In the third quarter, as Pouncey moves to the second level to block Bills linebacker Zach Brown, the former Boise State standout cuts his run upfield off that block to pick up 7.

The little things separate good players from the great, and while Ajayi’s not yet there, the quick footwork he’s displayed the past two weeks gives him a chance to become something special. It allows him to shift his weight in the blink of an eye, while his anticipatory hurdles through traffic are reminiscent of Marshawn Lynch. Against Pittsburgh, Ajayi cuts through the line and, when he sees cornerback Ross Cockrell closing from the edge, he takes an extra step inside and hurdles to his left to avoid the shoestring tackle.

He does nearly the same thing against the Bills, when this second-level hurdle-cut over Stephon Gilmore helps him pick up an extra 5 or 6 yards.

Ajayi’s footwork has shown up repeatedly after contact as well. When defenders get him wrapped up, he keeps his feet moving, and even when he’s spun around, he keeps his momentum going downhill to pick up positive yardage.

And that’s if you can even get him wrapped up.

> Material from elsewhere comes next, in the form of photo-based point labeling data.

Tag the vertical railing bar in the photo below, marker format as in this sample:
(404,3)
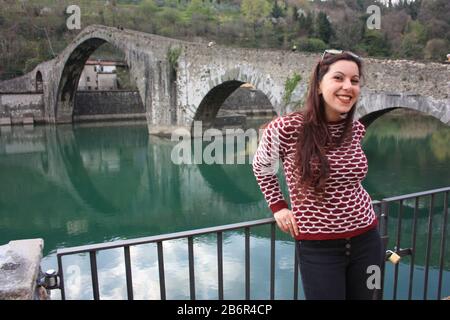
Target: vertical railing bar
(428,248)
(397,246)
(272,261)
(162,281)
(220,264)
(94,275)
(129,278)
(191,267)
(247,263)
(442,250)
(296,270)
(379,213)
(413,247)
(61,277)
(385,238)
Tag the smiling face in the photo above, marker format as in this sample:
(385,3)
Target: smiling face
(340,88)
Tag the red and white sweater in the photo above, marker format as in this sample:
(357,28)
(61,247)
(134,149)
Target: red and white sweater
(345,208)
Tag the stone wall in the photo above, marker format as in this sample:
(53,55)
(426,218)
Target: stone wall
(89,104)
(18,107)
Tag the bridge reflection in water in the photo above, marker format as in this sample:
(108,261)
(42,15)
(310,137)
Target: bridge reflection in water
(79,185)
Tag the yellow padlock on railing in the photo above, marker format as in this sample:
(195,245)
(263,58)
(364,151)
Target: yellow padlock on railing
(393,257)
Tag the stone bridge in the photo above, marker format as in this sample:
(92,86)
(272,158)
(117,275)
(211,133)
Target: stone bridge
(180,82)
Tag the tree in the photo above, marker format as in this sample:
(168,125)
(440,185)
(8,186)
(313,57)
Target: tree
(323,27)
(255,10)
(436,49)
(375,43)
(277,12)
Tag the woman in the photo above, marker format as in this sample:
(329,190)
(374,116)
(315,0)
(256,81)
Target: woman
(340,250)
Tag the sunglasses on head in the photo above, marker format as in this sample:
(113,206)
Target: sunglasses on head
(334,52)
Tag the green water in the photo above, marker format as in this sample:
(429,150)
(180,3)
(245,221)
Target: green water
(75,185)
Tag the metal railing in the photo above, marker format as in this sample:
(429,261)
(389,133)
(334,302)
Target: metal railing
(382,208)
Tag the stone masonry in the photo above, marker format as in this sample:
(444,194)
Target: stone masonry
(195,83)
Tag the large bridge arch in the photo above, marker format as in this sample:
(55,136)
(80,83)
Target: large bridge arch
(70,75)
(221,86)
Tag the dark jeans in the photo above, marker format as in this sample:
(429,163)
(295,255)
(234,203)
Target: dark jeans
(338,269)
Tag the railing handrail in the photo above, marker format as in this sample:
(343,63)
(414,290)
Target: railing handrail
(381,207)
(416,194)
(163,237)
(202,231)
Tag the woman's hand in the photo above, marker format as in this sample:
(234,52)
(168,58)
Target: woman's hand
(286,221)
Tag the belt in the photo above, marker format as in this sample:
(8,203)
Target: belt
(335,243)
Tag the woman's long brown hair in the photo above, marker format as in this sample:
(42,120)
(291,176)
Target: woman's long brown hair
(310,160)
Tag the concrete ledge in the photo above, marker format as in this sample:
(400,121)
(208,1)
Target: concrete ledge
(5,121)
(19,269)
(28,120)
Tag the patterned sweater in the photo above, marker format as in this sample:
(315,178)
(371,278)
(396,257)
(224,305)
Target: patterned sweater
(345,208)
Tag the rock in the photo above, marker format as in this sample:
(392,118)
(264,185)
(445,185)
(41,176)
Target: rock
(19,268)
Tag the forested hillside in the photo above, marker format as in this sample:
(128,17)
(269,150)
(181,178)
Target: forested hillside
(32,31)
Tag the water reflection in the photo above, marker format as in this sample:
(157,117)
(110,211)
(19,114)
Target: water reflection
(74,185)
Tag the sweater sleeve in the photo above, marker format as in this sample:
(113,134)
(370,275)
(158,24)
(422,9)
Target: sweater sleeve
(265,166)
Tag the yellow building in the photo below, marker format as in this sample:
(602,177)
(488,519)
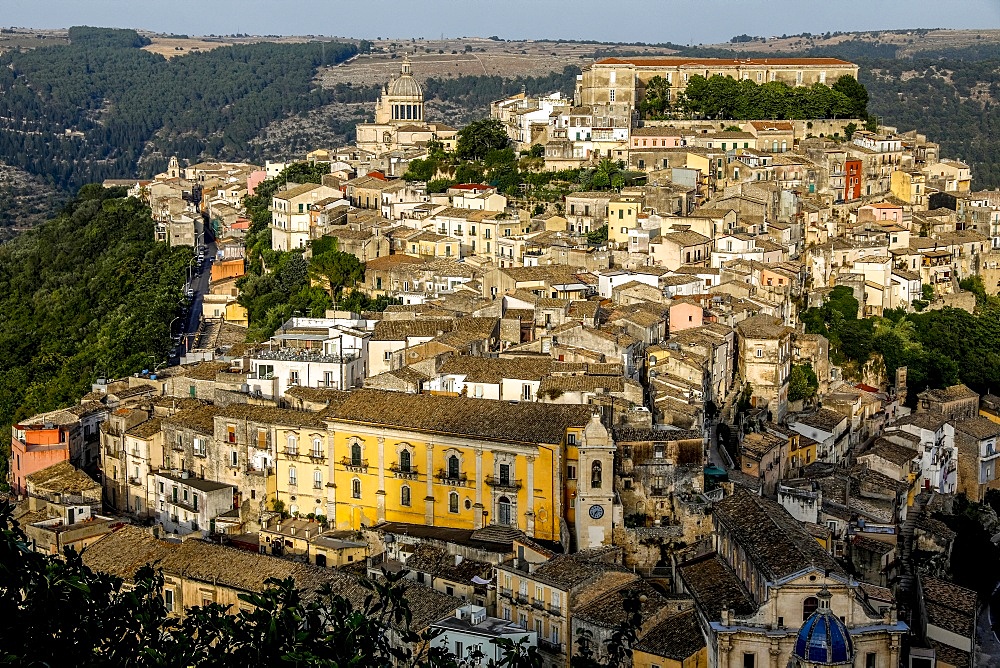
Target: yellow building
(237,315)
(302,464)
(623,215)
(801,451)
(465,463)
(909,186)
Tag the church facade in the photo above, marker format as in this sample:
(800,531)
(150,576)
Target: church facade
(399,118)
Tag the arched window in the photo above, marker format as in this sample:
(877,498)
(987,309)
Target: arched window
(595,475)
(503,511)
(809,606)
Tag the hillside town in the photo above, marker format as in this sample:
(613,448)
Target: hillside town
(607,396)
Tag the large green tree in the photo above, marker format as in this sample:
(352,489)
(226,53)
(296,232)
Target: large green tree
(477,139)
(338,269)
(89,293)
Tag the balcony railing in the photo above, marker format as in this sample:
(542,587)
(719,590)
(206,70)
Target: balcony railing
(445,478)
(409,473)
(355,465)
(510,484)
(549,646)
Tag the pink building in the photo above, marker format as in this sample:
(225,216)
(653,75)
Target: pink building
(685,314)
(255,179)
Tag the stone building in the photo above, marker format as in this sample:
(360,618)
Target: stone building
(763,593)
(765,362)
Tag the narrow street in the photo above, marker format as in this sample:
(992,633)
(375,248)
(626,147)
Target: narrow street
(199,283)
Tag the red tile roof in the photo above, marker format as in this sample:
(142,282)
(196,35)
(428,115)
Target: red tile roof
(673,61)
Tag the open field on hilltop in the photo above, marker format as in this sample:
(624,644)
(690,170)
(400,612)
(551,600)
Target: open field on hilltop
(16,38)
(461,57)
(909,41)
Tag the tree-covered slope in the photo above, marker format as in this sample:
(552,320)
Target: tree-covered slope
(91,109)
(89,293)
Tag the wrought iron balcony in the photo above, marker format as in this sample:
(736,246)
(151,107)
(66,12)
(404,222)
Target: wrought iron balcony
(445,478)
(409,473)
(509,484)
(355,465)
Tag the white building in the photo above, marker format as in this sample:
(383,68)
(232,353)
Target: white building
(291,219)
(185,504)
(471,632)
(607,281)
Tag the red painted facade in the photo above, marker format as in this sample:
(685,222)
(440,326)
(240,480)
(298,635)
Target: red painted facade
(852,180)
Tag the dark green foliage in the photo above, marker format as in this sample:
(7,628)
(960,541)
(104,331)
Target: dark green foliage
(129,103)
(656,101)
(939,348)
(87,294)
(598,236)
(477,139)
(276,295)
(973,550)
(475,93)
(725,97)
(338,269)
(60,613)
(358,302)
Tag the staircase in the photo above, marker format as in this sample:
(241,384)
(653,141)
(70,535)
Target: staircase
(907,588)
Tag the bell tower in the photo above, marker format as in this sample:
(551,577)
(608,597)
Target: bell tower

Ajayi has been a beast, bowling through outstretched arms and shrugging off tackle attempt after tackle attempt. On a run early in the second quarter against the Bills, Ajayi slips through three straight drag-down tackle attempts by Buffalo defenders to pick up 11 yards before being hit out of bounds.

In Ajayi’s two-game tornado, he’s broken 13 tackles — the same amount that Ezekiel Elliott has broken all year per Pro Football Focus — including two on this game-sealing 62-yard home run late against the Steelers …

… and two more on this play early in the fourth quarter, where Ajayi breaks through a pair of would-be tacklers to rip off a 53-yard run.

This past week Gase said that he wanted to move to a one- or two-running-back rotation to foster a rhythm for the offense and allow a runner to get a better feel for how the defense is reacting to the offense’s blocking schemes throughout the game. Obviously, Ajayi has benefited from Gase’s approach. He’s dominated Miami’s carries count over the past three games and he’s rewarded his coach by getting better as the game goes on. As defenses tire and get sick of tackling a 229-pound wrecking ball, the explosive run plays start to show up. See: the 62-yard jailbreak against the Steelers and the 53-yard scamper against the Bills.

The sample size for Ajayi’s breakout is small, but the extraordinary skills he’s shown in his two huge games are damn convincing. Ajayi’s not going to consistently run for 200-plus yards, but if he can stay healthy, he has the vision, the power, and the footwork to become a star.